The ray tracing support for the shooter classic Doom is worth a closer look, and not just because the graphical leap through ray tracing promises to be particularly large in the old shooter from 1993. Basically, despite the three-dimensional perspective, it is not a 3D game in the modern sense – but this is actually a prerequisite for modern ray tracing display. Doom doesn’t use lights like today’s games, it doesn’t use 3D objects, and it uses bitmap surfaces that have relatively little to do with today’s texture representation. So let’s take a look at Doom and how dynamic ray-traced lighting can freshen up an old shooter with sprite graphics.
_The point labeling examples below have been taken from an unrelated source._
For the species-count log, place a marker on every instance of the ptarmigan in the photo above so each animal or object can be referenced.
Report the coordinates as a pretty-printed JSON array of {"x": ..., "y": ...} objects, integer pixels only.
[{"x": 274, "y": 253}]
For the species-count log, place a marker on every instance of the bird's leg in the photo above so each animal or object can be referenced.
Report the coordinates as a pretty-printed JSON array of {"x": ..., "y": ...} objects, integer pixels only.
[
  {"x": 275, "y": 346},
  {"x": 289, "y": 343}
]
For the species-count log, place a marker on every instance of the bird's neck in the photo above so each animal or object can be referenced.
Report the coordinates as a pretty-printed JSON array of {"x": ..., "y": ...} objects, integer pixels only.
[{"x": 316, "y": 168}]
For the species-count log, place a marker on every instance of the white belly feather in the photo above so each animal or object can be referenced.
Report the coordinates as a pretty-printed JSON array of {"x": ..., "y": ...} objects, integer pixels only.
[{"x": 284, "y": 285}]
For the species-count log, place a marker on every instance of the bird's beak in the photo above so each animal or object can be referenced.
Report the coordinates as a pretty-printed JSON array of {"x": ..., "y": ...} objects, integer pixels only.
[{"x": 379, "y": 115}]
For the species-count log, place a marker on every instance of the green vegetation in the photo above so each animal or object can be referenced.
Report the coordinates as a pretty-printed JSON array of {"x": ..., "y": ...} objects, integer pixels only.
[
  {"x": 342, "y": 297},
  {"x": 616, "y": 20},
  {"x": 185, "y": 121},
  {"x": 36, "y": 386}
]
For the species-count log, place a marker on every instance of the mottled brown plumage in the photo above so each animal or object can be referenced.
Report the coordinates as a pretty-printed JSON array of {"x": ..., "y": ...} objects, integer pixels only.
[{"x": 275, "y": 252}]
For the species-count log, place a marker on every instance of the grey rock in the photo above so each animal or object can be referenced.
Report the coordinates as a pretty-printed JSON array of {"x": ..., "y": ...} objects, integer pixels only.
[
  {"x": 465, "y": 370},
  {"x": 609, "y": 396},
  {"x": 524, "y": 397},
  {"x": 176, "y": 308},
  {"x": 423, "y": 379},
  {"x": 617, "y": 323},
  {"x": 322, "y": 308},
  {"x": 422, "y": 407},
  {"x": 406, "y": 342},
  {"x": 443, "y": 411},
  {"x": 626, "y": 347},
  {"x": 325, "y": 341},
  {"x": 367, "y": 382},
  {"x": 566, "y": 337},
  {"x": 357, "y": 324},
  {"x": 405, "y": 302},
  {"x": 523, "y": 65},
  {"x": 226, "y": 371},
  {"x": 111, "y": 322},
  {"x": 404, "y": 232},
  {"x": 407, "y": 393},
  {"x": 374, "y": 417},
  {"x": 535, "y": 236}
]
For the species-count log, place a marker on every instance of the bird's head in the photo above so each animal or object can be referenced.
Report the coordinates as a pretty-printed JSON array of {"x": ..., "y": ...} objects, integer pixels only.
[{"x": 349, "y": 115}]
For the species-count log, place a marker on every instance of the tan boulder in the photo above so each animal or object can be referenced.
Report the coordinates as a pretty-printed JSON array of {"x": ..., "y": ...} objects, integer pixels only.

Of course, the splendor described has its costs. You pay for graphics performance – almost exclusively. In our practical test with PrBoom RT 1.0.6, the current mod version, it quickly turned out that the raytracing-boosted classic can crush any modern graphics card in maximum quality. That’s right, despite various temporal efficiency tricks, the comprehensive modernization is extremely expensive and a challenge for all available graphics cards. Each added pixel means additional rays, so resolution has a significant impact on frame rate. That’s why new upscaling processes are springing up like mushrooms. By default, Doom Ray Traced and PrBoom offer two options for saving pixels: a simple upscaler that decouples the internal from the external (monitor) resolution, and AMD’s FSR 1.0. As mentioned, Nvidia’s DLSS version 2.4 can also be loaded, but is not included in the standard download. In the video, we therefore also show benchmark samples with current high-end GPUs.